Despite its widespread recognition, accurately defining the scope of PAL remains a challenge, mainly due to the growing interest and research in this field, leading to a multitude of terms and definitions describing its various manifestations. To promote consistency in the literature and ease program implementation, research, and inter-institutional communication, Olaussen et al. (2016) proposed a comprehensive classification system. It considers the academic relationship among participating students (or professionals) and the teacher-student ratio or proportion.

The relationship among students refers to the academic year or level they are currently in. When students are from the same academic year and program or have the same amount of experience, it is considered a relationship between 'peers.' A relationship is classified as 'close peers' or 'near peers' when teachers and students are separated by at least one academic year or belong to different programs or majors. Additionally, the teacher-student ratio categorizes peer teaching into three types: mentoring, tutoring, and didactic. Programs are classified as mentoring when the ratio of teachers to students is 1:1 or 1:2 (creating a microenvironment), tutorial when there is one teacher for every 3 to 10 students, and didactic when the ratio exceeds 1:10 (Table 1).

Key Terms in this Chapter

Didactic: Teacher-centered method of instruction to deliver lessons of factual information.

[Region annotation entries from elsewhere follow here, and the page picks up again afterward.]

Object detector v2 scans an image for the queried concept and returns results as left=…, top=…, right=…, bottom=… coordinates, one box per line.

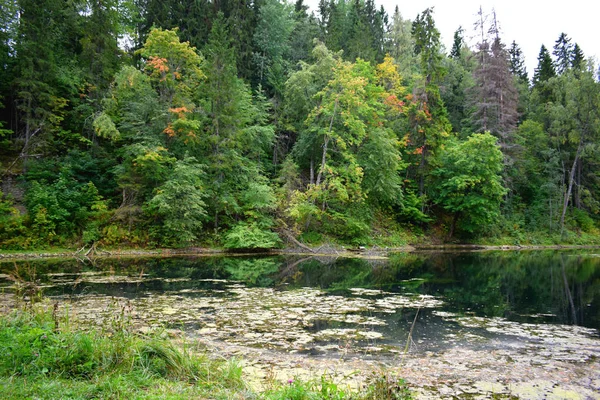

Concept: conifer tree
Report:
left=533, top=45, right=556, bottom=104
left=552, top=32, right=573, bottom=75
left=450, top=26, right=465, bottom=60
left=508, top=40, right=529, bottom=83
left=571, top=43, right=585, bottom=70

Student: Person who is learning at a college or university.

Active Learning: Approach that involves actively engaging students in their learning.

Peer: Person who is in the same age group, social position or has the same abilities as other.

Teacher: Student who is helping other students learn.

Faculty/Professor: Teaching staff of a university or college.

Mentoring: To provide academic assistance with a specific subject.

Peer-Assisted Learning: Strategy in which students from similar backgrounds help each other learn.

Tutoring: To provide feedback, advice, and guidance for a small group.

Passive Learning: Approach where all the teaching is provided by the professor and absorbed by the student.